IDLES groupe : définition et tout savoir

IDLES, groupe post-punk de Bristol formé en 2009, s’est imposé comme l’une des formations les plus pertinentes de la scène rock britannique contemporaine.

  • Origines et évolution : Fondé par Joe Talbot et Adam Devonshire, le groupe se structure progressivement avec Brutalism (2017) comme vrai tournant artistique et commercial.
  • Style hybride : Un mélange de post-punk, noise rock et indie rock qui refuse les étiquettes, inspiré par Joy Division, Sonic Youth et Metz.
  • Engagement politique : Des textes denses dénonçant le racisme, le nationalisme, la masculinité toxique et les inégalités sociales, sans tomber dans le nihilisme.
  • Philosophie d’optimisme : Contrairement au punk classique, IDLES prêche l’amour, l’empathie et la construction collective d’un avenir meilleur.
  • Évolution récente : Tangk (2024) explore une douceur nouvelle, marquant un tournant vers plus de subtilité tout en conservant leur essence politique.

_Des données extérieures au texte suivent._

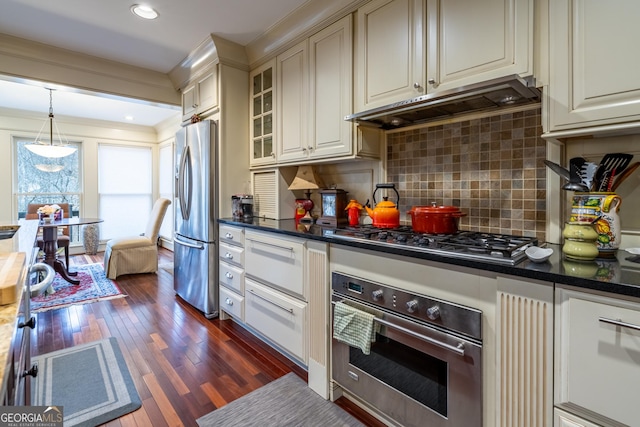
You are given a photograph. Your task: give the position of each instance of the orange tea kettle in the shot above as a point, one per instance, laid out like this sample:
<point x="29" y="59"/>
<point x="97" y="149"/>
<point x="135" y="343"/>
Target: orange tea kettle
<point x="385" y="214"/>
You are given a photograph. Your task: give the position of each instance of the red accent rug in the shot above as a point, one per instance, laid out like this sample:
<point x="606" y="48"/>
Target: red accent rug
<point x="94" y="286"/>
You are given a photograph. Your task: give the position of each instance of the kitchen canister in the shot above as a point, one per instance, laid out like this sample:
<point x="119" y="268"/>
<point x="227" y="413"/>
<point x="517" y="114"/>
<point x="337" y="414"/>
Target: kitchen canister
<point x="580" y="241"/>
<point x="601" y="210"/>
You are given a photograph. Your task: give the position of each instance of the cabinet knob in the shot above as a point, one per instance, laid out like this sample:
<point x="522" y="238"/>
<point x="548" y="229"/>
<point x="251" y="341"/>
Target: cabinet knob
<point x="31" y="372"/>
<point x="433" y="313"/>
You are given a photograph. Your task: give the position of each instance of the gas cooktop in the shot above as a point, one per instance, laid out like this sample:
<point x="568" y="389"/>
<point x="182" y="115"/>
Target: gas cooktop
<point x="490" y="247"/>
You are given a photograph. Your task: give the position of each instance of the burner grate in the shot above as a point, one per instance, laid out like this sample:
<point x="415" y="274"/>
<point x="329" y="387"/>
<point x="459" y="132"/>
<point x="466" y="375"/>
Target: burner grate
<point x="470" y="244"/>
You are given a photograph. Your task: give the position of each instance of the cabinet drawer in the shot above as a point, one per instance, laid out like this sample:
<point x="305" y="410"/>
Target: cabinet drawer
<point x="599" y="344"/>
<point x="232" y="277"/>
<point x="276" y="261"/>
<point x="232" y="254"/>
<point x="231" y="303"/>
<point x="278" y="317"/>
<point x="231" y="235"/>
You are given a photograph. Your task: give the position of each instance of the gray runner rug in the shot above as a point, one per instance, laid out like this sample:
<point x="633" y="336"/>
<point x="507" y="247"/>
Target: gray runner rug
<point x="90" y="381"/>
<point x="286" y="401"/>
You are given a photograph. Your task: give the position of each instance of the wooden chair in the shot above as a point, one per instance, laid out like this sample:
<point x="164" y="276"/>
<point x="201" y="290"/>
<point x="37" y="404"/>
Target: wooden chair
<point x="63" y="239"/>
<point x="136" y="254"/>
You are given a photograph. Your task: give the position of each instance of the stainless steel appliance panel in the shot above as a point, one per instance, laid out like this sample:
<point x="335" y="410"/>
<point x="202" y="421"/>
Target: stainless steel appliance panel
<point x="416" y="373"/>
<point x="196" y="178"/>
<point x="195" y="274"/>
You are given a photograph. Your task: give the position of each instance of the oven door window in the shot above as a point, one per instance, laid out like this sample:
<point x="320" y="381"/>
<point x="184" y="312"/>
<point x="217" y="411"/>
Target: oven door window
<point x="412" y="372"/>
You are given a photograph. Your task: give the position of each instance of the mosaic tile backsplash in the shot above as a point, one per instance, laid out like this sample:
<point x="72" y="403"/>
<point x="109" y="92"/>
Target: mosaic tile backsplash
<point x="492" y="168"/>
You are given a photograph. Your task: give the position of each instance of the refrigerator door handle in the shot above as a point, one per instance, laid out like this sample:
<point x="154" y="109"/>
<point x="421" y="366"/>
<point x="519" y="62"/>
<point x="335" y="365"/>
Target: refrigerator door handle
<point x="185" y="175"/>
<point x="177" y="239"/>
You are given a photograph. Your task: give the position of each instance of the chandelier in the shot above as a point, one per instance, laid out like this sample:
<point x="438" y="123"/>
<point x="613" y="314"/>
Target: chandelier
<point x="51" y="149"/>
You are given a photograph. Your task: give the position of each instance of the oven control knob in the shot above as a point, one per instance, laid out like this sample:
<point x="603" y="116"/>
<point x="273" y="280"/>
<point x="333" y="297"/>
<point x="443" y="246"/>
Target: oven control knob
<point x="412" y="305"/>
<point x="433" y="313"/>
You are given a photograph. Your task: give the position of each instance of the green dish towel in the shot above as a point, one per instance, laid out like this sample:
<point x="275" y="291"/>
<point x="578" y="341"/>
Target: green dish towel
<point x="353" y="327"/>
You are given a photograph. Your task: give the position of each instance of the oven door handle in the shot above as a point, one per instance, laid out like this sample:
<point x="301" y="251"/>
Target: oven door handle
<point x="459" y="349"/>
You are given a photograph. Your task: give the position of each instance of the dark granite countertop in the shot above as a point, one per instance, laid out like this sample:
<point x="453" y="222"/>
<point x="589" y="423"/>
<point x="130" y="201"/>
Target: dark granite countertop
<point x="618" y="276"/>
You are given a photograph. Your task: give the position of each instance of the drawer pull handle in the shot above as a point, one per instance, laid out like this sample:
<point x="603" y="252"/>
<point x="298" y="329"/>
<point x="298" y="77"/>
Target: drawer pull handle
<point x="619" y="322"/>
<point x="286" y="248"/>
<point x="288" y="310"/>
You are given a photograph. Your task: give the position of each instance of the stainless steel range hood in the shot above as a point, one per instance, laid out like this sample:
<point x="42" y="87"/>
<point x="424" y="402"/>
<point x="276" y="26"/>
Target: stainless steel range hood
<point x="494" y="94"/>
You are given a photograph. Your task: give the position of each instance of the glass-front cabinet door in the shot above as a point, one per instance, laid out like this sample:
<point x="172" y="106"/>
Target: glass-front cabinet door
<point x="262" y="94"/>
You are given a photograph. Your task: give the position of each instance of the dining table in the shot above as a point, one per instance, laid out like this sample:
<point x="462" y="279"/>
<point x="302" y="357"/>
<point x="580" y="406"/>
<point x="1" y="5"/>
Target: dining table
<point x="50" y="244"/>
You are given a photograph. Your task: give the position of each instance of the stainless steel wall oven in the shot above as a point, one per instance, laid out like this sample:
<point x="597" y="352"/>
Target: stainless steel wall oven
<point x="424" y="367"/>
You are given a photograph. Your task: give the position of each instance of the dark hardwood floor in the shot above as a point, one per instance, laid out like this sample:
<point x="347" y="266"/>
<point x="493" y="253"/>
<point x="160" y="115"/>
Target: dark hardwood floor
<point x="183" y="365"/>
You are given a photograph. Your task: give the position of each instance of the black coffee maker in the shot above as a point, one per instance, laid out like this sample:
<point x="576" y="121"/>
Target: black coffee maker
<point x="242" y="206"/>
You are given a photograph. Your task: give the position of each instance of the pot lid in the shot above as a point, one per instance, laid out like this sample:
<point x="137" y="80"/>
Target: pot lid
<point x="385" y="204"/>
<point x="435" y="209"/>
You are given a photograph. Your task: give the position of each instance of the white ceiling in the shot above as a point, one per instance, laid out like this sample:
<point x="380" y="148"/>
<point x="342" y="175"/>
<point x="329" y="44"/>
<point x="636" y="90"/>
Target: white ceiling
<point x="109" y="30"/>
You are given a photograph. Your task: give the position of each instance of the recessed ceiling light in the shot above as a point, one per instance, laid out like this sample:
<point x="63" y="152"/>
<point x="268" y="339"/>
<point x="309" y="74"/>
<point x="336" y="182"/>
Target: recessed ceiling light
<point x="145" y="12"/>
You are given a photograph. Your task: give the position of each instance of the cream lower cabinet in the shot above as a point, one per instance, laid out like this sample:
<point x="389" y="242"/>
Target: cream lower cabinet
<point x="593" y="77"/>
<point x="231" y="271"/>
<point x="597" y="364"/>
<point x="524" y="353"/>
<point x="276" y="292"/>
<point x="565" y="419"/>
<point x="462" y="48"/>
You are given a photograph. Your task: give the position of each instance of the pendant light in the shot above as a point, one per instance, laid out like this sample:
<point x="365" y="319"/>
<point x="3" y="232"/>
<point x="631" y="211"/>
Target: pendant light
<point x="50" y="150"/>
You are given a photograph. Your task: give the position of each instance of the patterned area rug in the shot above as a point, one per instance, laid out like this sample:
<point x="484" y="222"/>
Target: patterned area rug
<point x="94" y="286"/>
<point x="91" y="382"/>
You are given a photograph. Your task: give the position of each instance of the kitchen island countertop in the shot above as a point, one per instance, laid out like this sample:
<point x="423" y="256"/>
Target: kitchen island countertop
<point x="619" y="275"/>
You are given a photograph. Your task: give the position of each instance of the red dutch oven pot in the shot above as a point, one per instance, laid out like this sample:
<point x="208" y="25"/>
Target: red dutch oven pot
<point x="435" y="219"/>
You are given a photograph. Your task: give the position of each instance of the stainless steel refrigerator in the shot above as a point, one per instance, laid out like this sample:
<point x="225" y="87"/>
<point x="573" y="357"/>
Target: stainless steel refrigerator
<point x="195" y="277"/>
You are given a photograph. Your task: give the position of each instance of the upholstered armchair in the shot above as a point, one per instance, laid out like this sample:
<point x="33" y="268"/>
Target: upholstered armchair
<point x="137" y="254"/>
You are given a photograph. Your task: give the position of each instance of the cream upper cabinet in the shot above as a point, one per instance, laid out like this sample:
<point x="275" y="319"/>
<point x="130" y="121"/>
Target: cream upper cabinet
<point x="261" y="110"/>
<point x="474" y="41"/>
<point x="292" y="89"/>
<point x="201" y="96"/>
<point x="314" y="94"/>
<point x="390" y="53"/>
<point x="330" y="97"/>
<point x="597" y="367"/>
<point x="594" y="63"/>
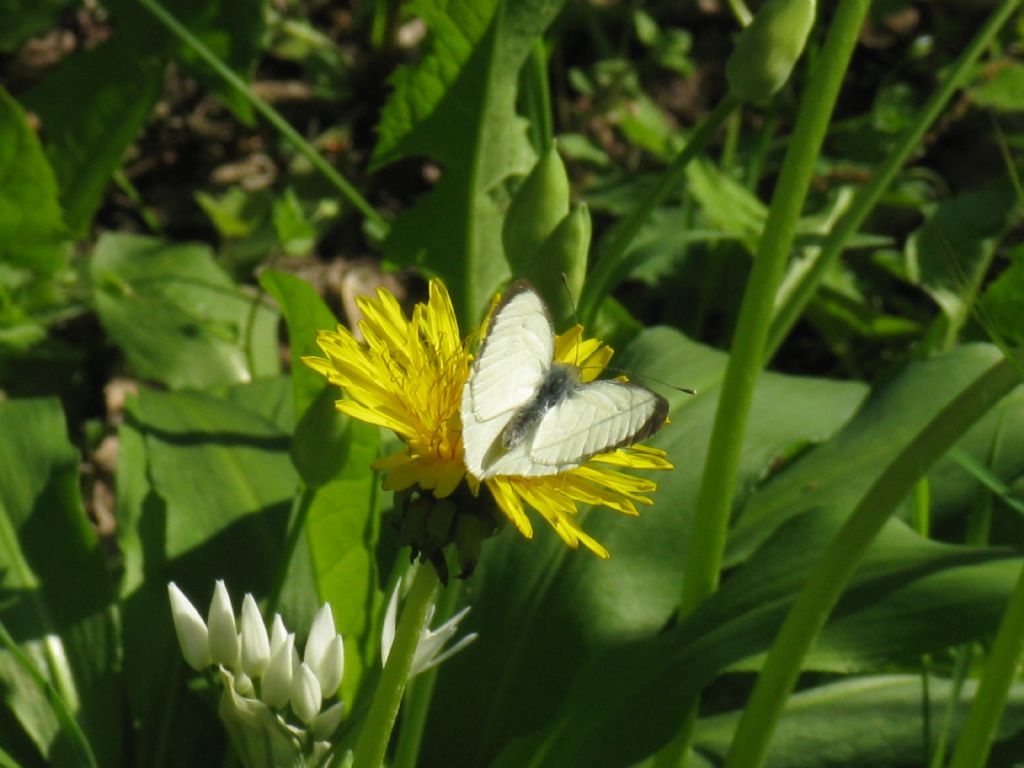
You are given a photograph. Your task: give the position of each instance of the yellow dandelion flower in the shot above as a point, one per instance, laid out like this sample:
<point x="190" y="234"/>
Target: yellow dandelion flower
<point x="410" y="376"/>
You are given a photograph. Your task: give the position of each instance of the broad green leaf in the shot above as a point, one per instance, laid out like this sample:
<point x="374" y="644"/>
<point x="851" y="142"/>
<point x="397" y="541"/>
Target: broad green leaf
<point x="1004" y="91"/>
<point x="57" y="595"/>
<point x="31" y="229"/>
<point x="205" y="487"/>
<point x="177" y="317"/>
<point x="333" y="455"/>
<point x="305" y="313"/>
<point x="568" y="604"/>
<point x="726" y="203"/>
<point x="872" y="721"/>
<point x="468" y="79"/>
<point x="839" y="472"/>
<point x="342" y="527"/>
<point x="949" y="255"/>
<point x="92" y="107"/>
<point x="1003" y="303"/>
<point x="627" y="701"/>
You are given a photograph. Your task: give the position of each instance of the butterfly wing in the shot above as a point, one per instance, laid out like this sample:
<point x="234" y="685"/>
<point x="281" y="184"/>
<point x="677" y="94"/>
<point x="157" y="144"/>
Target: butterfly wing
<point x="508" y="372"/>
<point x="595" y="418"/>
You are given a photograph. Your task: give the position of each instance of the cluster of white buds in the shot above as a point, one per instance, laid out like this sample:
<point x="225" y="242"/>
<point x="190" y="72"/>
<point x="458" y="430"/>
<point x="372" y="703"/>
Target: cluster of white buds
<point x="264" y="680"/>
<point x="272" y="699"/>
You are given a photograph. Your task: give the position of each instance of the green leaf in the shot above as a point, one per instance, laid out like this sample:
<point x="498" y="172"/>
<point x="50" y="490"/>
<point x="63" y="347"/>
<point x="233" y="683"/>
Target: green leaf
<point x="457" y="107"/>
<point x="305" y="313"/>
<point x="628" y="700"/>
<point x="92" y="107"/>
<point x="839" y="472"/>
<point x="31" y="229"/>
<point x="56" y="594"/>
<point x="342" y="527"/>
<point x="205" y="487"/>
<point x="1003" y="303"/>
<point x="20" y="19"/>
<point x="177" y="317"/>
<point x="569" y="604"/>
<point x="949" y="255"/>
<point x="876" y="721"/>
<point x="333" y="455"/>
<point x="1004" y="91"/>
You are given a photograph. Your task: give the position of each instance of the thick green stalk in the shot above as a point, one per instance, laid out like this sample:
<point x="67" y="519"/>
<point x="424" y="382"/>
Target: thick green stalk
<point x="704" y="559"/>
<point x="818" y="597"/>
<point x="976" y="736"/>
<point x="349" y="193"/>
<point x="537" y="97"/>
<point x="387" y="698"/>
<point x="605" y="271"/>
<point x="868" y="195"/>
<point x="414" y="718"/>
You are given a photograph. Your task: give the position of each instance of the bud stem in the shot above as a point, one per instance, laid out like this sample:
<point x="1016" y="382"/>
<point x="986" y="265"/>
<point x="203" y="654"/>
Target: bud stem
<point x="384" y="709"/>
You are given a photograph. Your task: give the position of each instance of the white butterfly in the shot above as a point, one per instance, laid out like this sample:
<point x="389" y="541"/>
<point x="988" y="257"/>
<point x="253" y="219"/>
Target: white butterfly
<point x="523" y="414"/>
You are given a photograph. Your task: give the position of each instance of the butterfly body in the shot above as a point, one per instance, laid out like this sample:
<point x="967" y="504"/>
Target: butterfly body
<point x="524" y="414"/>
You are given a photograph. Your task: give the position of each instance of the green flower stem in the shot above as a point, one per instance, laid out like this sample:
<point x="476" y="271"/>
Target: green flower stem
<point x="815" y="601"/>
<point x="414" y="718"/>
<point x="740" y="11"/>
<point x="704" y="559"/>
<point x="58" y="694"/>
<point x="384" y="709"/>
<point x="605" y="271"/>
<point x="349" y="193"/>
<point x="537" y="97"/>
<point x="868" y="195"/>
<point x="979" y="728"/>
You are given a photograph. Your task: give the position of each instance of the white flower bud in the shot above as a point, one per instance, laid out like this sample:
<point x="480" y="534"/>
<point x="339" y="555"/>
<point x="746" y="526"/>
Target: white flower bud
<point x="321" y="635"/>
<point x="328" y="721"/>
<point x="255" y="643"/>
<point x="279" y="633"/>
<point x="305" y="694"/>
<point x="332" y="667"/>
<point x="278" y="678"/>
<point x="223" y="634"/>
<point x="190" y="629"/>
<point x="244" y="684"/>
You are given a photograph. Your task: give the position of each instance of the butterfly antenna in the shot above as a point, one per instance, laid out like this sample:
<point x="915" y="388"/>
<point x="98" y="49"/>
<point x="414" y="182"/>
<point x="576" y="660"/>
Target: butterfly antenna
<point x="576" y="317"/>
<point x="687" y="390"/>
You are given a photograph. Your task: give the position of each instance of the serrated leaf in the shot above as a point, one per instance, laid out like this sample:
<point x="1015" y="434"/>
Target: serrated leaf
<point x="177" y="317"/>
<point x="31" y="226"/>
<point x="457" y="107"/>
<point x="92" y="107"/>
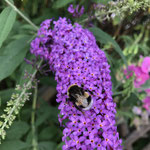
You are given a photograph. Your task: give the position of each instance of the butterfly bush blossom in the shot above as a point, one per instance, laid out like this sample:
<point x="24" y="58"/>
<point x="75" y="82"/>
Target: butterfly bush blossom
<point x="74" y="57"/>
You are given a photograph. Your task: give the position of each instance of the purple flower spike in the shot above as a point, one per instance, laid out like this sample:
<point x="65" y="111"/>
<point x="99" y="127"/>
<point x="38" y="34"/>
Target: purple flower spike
<point x="146" y="65"/>
<point x="75" y="58"/>
<point x="75" y="11"/>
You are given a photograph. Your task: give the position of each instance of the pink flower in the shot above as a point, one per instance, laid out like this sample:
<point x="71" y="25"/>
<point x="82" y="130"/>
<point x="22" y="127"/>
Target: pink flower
<point x="146" y="65"/>
<point x="147" y="92"/>
<point x="140" y="76"/>
<point x="129" y="72"/>
<point x="146" y="102"/>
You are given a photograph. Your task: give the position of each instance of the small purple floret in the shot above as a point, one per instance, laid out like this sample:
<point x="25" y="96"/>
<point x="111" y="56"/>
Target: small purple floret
<point x="75" y="58"/>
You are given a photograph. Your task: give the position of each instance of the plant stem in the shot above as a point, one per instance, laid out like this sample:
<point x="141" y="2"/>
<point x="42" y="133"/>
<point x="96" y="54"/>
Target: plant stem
<point x="21" y="14"/>
<point x="21" y="95"/>
<point x="34" y="141"/>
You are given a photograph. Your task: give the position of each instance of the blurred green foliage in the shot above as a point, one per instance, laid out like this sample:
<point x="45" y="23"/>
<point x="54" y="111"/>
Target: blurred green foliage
<point x="122" y="39"/>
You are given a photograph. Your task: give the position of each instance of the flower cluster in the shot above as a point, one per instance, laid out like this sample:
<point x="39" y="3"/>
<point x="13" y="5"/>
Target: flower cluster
<point x="75" y="58"/>
<point x="141" y="76"/>
<point x="75" y="11"/>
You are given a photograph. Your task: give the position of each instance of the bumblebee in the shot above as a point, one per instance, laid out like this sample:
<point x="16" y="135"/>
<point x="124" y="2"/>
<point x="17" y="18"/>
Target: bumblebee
<point x="79" y="97"/>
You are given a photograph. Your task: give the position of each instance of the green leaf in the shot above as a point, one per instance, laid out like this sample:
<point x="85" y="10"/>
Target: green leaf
<point x="13" y="145"/>
<point x="61" y="3"/>
<point x="13" y="55"/>
<point x="17" y="130"/>
<point x="6" y="94"/>
<point x="47" y="145"/>
<point x="145" y="86"/>
<point x="105" y="38"/>
<point x="7" y="19"/>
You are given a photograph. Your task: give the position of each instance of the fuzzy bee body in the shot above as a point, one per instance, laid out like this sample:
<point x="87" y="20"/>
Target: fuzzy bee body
<point x="80" y="98"/>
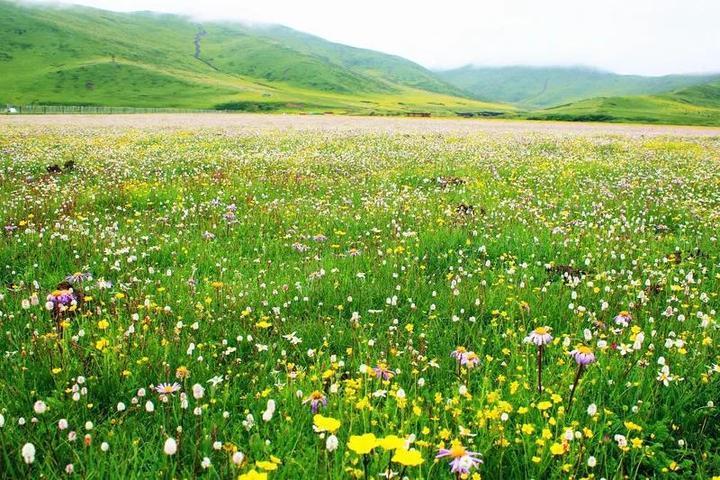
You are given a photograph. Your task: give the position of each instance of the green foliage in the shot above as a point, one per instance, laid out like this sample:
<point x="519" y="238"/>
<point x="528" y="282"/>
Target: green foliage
<point x="540" y="87"/>
<point x="83" y="56"/>
<point x="697" y="105"/>
<point x="271" y="266"/>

Bristol, 2009. Deux amis de lycée originaires d’Exeter décident de monter un groupe. Personne ne se doute alors que IDLES groupe allait devenir l’une des formations les plus électrisantes et les plus pertinentes de la scène rock britannique contemporaine. Je me souviens encore de la première fois où j’ai entendu leur son : j’ai cru que mes enceintes allaient rendre l’âme — et franchement, ce n’est pas plus mal.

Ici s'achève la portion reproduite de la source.